Publication Date: 20260512
Application Date: 20241010
Priority Date: 20231013

Claims (20)

1.A method, comprising: In a network environment including a plurality of host machines communicatively coupled to each other via a network fabric including a plurality of switches, the plurality of switches including a plurality of ports, each host machine of the plurality of host machines including one or more GPUs, associating a first subset of ports of the plurality of ports with a first virtual plane, the first virtual plane identifying a first set of resources to be exclusively used for transmitting data packets from and to host machines associated with the first virtual plane; associating a second subset of the plurality of ports with a second virtual plane different from the first virtual plane; Associating a first host machine with a first virtual plane and a second host machine with a second virtual plane, the first host machine directly coupled to a first switch of the plurality of switches and the second host machine directly coupled to a second switch of the plurality of switches, the second switch different from the first switch, and For a first packet originating from a first GPU on a first host machine and destined for a second GPU on a second host machine, the packet is transferred from the first GPU on the first host machine to the second GPU on the second host machine using a first subset of ports and ports in the second subset of ports, wherein the first packet is processed by the first switch or the second switch to be transmitted on the second virtual plane instead of the first virtual plane.
2. The method of claim 1, wherein the plurality of switches are arranged in a hierarchy comprising a first tier switch, a second tier switch, and a third tier switch, and wherein the second tier switch communicatively couples the first tier switch to the third tier switch.

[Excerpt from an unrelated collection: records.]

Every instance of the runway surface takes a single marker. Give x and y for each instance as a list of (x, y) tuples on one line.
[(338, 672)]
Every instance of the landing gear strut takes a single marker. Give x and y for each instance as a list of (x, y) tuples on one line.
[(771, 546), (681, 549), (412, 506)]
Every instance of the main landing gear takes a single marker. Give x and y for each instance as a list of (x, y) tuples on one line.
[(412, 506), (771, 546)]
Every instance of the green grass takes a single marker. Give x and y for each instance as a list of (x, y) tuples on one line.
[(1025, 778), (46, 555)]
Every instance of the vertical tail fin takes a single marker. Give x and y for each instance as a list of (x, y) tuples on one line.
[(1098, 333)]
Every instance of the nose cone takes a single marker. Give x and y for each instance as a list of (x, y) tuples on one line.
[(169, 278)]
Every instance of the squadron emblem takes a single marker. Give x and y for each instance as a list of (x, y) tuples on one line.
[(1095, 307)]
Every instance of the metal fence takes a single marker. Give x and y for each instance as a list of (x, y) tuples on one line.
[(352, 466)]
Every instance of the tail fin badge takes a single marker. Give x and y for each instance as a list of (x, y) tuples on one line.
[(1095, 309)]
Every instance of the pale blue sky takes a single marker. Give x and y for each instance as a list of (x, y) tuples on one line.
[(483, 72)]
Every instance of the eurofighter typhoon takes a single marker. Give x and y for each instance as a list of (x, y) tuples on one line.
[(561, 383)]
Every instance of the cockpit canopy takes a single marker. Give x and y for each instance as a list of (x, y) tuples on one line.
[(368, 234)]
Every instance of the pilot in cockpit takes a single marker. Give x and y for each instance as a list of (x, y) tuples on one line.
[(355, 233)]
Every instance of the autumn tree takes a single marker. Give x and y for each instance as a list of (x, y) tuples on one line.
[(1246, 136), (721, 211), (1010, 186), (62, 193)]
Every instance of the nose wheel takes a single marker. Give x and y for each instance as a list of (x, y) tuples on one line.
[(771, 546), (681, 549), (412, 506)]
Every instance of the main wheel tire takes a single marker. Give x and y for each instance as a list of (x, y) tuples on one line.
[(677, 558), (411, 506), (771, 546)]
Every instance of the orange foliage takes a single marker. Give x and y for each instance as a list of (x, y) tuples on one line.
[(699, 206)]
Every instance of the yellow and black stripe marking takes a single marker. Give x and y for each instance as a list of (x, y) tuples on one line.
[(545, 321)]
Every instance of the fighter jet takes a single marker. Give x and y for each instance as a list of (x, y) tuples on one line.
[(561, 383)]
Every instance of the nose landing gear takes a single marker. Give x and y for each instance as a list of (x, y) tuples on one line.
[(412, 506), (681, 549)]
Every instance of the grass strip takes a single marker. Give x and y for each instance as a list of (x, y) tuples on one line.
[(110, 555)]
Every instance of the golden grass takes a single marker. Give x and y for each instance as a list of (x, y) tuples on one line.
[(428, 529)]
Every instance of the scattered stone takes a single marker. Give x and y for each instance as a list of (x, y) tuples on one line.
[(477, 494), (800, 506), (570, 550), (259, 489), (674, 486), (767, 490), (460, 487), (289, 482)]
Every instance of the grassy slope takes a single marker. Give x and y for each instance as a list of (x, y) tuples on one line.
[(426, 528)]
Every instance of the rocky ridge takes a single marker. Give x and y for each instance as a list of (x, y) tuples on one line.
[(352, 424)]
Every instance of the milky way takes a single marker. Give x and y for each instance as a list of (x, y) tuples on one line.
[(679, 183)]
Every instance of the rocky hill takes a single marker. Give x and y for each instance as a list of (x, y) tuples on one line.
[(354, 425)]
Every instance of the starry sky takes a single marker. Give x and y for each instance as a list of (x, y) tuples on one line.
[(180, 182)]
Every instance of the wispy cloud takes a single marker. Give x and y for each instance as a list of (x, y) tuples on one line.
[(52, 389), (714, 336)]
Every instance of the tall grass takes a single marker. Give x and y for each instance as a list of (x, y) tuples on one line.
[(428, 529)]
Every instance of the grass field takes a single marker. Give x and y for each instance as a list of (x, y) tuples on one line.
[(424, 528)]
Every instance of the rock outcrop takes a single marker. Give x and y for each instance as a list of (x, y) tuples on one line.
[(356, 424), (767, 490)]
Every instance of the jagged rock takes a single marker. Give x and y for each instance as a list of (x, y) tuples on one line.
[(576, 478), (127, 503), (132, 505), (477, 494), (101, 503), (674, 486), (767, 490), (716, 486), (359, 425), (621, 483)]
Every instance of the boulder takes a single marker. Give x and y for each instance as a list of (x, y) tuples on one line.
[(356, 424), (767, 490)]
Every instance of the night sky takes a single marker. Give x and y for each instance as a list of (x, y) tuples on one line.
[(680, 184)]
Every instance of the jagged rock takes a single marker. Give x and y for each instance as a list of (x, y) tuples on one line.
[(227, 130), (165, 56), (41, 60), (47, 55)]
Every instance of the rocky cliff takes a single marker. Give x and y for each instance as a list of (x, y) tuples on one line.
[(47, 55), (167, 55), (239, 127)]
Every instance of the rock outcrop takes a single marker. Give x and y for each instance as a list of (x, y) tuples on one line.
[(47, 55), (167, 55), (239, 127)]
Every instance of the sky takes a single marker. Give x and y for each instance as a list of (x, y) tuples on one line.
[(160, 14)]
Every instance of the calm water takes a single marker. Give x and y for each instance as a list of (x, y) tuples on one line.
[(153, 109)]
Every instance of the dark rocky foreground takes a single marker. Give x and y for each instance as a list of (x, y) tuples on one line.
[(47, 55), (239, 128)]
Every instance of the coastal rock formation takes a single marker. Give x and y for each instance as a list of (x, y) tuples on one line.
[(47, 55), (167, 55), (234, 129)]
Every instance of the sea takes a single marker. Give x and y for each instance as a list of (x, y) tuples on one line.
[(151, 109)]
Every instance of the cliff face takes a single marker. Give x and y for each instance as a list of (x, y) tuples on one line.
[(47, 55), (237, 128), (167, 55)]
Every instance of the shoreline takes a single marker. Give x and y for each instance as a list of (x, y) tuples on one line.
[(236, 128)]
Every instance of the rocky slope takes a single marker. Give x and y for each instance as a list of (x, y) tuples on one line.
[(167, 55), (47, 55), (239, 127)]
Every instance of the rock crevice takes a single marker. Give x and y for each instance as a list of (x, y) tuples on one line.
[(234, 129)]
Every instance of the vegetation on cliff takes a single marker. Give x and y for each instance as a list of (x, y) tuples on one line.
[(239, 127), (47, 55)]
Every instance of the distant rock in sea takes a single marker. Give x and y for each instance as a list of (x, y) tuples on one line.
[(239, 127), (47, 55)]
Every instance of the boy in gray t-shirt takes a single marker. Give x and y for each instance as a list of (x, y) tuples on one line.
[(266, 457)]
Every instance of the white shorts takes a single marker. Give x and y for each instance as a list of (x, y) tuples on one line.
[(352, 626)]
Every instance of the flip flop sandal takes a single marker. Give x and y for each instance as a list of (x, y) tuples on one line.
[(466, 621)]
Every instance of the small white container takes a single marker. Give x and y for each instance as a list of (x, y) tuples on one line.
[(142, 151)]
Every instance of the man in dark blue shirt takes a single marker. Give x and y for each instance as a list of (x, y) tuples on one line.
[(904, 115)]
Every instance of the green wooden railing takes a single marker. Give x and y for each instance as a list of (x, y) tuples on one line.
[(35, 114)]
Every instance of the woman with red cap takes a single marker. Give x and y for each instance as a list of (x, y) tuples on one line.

3. The method of claim 2, further comprising: The first data packet is transmitted by the first host machine to a third host machine associated with the first virtual plane, the third host machine and the second host machine are directly coupled to the second switch, the first switch and the second switch are included in the first tier of switches, and wherein the first data packet is processed by the second switch for transmission to the second host machine on the second virtual plane.
4. The method of claim 2, further comprising: Processing, by the first switch, the first data packet for transmission on the second virtual plane by a third host machine associated with the second virtual plane, and The first data packet is transmitted by the third host machine to the second host machine, wherein the third host machine and the first host machine are directly coupled to the first switch, the first switch and the second switch being included in the first tier switch.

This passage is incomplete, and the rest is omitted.